Surprisingly, I found most of the location flags I had set out, and that tells me the few I couldn't find, I was more or less sampling in the right area. (Sometimes deer eat the plastic flags. I'm sure it's not good for the deer but I don't know a better way to mark the spots)

I did grab one photo while out there. I *think* this is a Hypericum, not sure of the species, I didn't take a very close look at it as I was focusing on getting the soil

I will say as long as I was out there, I could forget all the mess that the world is in - I was by myself and outside (so no mask necessary) and I was focused on the task. Things were normal, and that was refreshing.

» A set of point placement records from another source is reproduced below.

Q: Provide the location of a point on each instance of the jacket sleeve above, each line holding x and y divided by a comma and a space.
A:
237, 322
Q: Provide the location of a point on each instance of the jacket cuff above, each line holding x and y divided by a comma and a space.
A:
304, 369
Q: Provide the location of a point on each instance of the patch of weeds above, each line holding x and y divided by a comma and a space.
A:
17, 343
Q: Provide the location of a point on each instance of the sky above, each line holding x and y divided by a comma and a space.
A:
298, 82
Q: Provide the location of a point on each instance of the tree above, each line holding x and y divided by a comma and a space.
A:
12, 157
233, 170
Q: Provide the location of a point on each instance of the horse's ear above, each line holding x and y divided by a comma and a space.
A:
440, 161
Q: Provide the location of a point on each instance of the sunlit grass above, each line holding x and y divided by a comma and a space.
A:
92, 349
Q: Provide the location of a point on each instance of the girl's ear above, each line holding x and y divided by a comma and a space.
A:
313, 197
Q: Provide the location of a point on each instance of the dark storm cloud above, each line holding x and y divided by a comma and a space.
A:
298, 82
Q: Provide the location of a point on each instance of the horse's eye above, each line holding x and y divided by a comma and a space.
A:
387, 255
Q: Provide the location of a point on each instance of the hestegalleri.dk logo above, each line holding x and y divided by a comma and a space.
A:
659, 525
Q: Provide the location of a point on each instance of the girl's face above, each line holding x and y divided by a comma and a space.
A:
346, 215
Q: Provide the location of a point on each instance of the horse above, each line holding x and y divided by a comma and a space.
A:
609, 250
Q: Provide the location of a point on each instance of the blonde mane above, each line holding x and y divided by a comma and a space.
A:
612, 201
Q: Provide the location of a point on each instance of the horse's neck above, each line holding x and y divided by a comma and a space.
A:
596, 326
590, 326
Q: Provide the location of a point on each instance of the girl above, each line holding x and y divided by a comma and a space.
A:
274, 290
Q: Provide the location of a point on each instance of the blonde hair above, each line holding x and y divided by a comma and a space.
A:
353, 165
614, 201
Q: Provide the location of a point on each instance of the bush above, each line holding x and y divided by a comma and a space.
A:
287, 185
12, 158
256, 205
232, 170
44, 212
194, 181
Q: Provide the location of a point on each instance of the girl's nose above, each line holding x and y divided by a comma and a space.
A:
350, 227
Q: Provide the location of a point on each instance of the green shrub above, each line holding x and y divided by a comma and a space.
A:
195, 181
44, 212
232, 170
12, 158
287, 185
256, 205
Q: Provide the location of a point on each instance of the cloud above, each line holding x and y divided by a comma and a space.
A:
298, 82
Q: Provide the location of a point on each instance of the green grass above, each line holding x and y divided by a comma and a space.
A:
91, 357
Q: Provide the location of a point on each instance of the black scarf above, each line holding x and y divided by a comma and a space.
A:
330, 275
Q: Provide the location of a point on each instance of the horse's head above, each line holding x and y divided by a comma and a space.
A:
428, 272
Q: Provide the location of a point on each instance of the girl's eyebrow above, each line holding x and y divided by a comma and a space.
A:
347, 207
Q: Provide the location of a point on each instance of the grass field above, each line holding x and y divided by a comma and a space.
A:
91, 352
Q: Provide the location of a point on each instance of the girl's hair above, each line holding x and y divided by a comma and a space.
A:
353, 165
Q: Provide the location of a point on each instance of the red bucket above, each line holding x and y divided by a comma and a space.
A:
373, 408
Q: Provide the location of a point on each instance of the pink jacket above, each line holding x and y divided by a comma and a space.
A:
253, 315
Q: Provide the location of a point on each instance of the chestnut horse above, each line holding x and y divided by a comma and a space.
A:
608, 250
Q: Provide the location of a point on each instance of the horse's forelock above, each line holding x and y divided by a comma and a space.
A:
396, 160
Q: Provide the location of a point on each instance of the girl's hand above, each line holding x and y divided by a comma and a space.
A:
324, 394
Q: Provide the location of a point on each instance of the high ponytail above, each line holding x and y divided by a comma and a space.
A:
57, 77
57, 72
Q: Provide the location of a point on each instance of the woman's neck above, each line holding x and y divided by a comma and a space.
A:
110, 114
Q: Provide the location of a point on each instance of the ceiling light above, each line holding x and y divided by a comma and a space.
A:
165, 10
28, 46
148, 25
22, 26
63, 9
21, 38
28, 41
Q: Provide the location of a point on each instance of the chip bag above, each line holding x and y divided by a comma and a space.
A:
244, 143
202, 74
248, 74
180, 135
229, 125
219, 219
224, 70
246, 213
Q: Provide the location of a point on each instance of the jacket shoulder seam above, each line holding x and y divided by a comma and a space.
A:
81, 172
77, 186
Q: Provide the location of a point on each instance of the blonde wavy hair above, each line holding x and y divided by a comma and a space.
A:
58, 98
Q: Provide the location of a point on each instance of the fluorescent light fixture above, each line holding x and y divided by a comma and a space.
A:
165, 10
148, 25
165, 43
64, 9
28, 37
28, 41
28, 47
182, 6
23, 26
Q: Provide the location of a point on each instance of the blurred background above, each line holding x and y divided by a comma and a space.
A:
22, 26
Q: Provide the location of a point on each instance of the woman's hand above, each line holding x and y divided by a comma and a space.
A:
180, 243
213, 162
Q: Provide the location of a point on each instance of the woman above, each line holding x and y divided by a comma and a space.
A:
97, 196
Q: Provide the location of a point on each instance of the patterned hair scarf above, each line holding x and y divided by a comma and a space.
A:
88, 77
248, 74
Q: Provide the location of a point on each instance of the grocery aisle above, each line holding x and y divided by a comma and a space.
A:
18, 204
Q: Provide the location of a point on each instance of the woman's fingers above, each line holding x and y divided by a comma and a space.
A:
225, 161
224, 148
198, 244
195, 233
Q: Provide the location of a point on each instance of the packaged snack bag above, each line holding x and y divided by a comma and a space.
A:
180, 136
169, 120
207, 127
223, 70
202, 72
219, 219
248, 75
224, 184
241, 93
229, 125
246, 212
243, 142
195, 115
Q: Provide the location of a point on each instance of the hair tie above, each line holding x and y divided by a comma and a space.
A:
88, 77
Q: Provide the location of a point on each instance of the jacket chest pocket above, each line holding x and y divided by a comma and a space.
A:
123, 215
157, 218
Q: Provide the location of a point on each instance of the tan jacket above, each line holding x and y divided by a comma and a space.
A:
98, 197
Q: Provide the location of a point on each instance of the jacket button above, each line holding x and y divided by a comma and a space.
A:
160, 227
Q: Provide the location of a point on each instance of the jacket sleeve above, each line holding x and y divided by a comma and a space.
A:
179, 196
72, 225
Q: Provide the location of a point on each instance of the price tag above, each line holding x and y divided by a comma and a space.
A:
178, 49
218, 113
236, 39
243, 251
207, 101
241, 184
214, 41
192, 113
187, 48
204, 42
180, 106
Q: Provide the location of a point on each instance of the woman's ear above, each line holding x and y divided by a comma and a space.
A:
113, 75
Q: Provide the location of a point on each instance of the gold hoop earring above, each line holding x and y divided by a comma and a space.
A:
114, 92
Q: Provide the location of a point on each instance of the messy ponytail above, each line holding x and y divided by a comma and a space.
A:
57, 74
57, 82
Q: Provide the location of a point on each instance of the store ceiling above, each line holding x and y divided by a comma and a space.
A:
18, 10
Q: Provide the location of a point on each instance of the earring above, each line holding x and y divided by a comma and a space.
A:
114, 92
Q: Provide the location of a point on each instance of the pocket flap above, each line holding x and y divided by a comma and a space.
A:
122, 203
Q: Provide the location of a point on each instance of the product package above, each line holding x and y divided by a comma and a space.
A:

I got all fourteen samples, and managed the walk back to my car fine. (It's humid, but not as bad as some field days. It's supposed to get really bad this weekend, which is partly why I made sure to do it now). Drove back to campus, set up the extraction for the first batch.

I heard my one colleague who is teaching this summer (online) in his office, but I could tell he was recording a lecture, so I didn't stop by to say hi, despite not having seen him in person for four months plus.

Came back home, needed to shower and wash my hair (both to clean off the insect repellant - I worry about ticks out in the field - and also to make sure I didn't have any ticks walking on me). Tried to unbraid my hair - it's gotten very long, I joked about trying to grow it down to my butt - and this happened:

I couldn't unsnarl it and it was right at the end, so I just got out my sewing shears. I had to even it up afterward:

That's maybe about 2 1/2 or 3 inches. I can feel a difference and hopefully I got rid of the worst split ends so my hair won't grab onto itself so much any more. (It has gotten kind of dry and brittle recently, I don't know if it's stress. I started taking hair vitamins again but they don't seem to be doing a lot)

Anyway. Board Meeting is tonight and I am wondering if we talk more about reopening or not....I know cases are going up here, so we'll see. I *think* if we sat spaced out and wore masks and didn't sing and did communion differently, it would be okay....but then, there's not a lot of point in meeting in person if all those things are off the table. I don't know. I would be open to the idea of us meeting again PROVIDED people are willing to mask up and similar, but would also be open to continuing online church for now.

But for now: I need to eat something, and maybe I spend the afternoon sewing on the newest quilt top as a reward for getting the fieldwork done.